In vitro effect of pesticides (dichlofluanid, endosulfan, simazine, tolylfluanid and triallate) on proliferative activity of animal derived cell cultures.

In this study pesticides with different chemical structures (dichlofluanid, endosulfan, simazine, tolylfluanid and triallate) were examined for their potential cytotoxic effect on proliferative activity of cell cultures of mammalian origin. Cell lines Madin-Darby Bovine Kidney (MDBK), Rabbit Kidney (RK13), Porcine Kidney (PK15), and semicontinual line of Bovine Embryonic Pulmonary Cells (BEPC) were used in the study. From these cell cultures cell proliferative activity was suppressed most intensively in PK15 culture by endosulfan (10(-1) - 10(-6) M).

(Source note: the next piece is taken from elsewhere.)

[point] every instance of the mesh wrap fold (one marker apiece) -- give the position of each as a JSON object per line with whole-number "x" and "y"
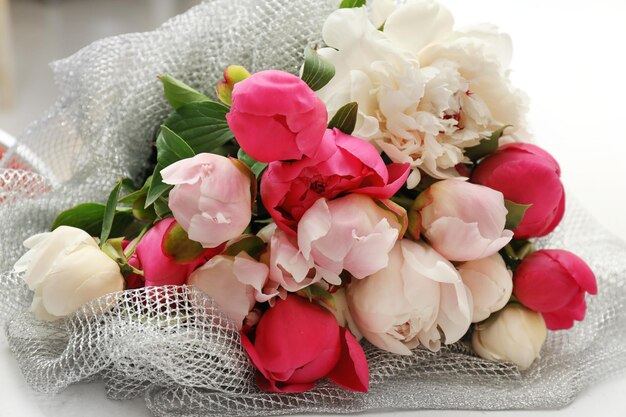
{"x": 172, "y": 345}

The least effect on cell proliferation in all cell cultures tested, with the exception PK 15 (10(-1) - 10(-2) M), was recorded after simazine exposure. On the basis of IC50 values the cytotoxic effect was: dichlofluanid (IC50 = 10(-3.94) M) > tolylfluanid (IC50 = 10(-3.69) M) > endosulfan (IC50 = 10(-3.24) M) > triallate (IC50 = 10(-3.12) M) > simazine (IC50 = 10(-1.78) M). The comparison of average IC50 values of cell cultures revealed that the most sensitive cell lines were PK15 (IC50 = 10(-3.27) M) and RK13 (IC50 = 10(-3.21) M), whereas MDBK (IC50 = 10(-2.55) M) and BEPC (IC50 = 10(-2.52) M) were less sensitive to pesticide exposure.[1]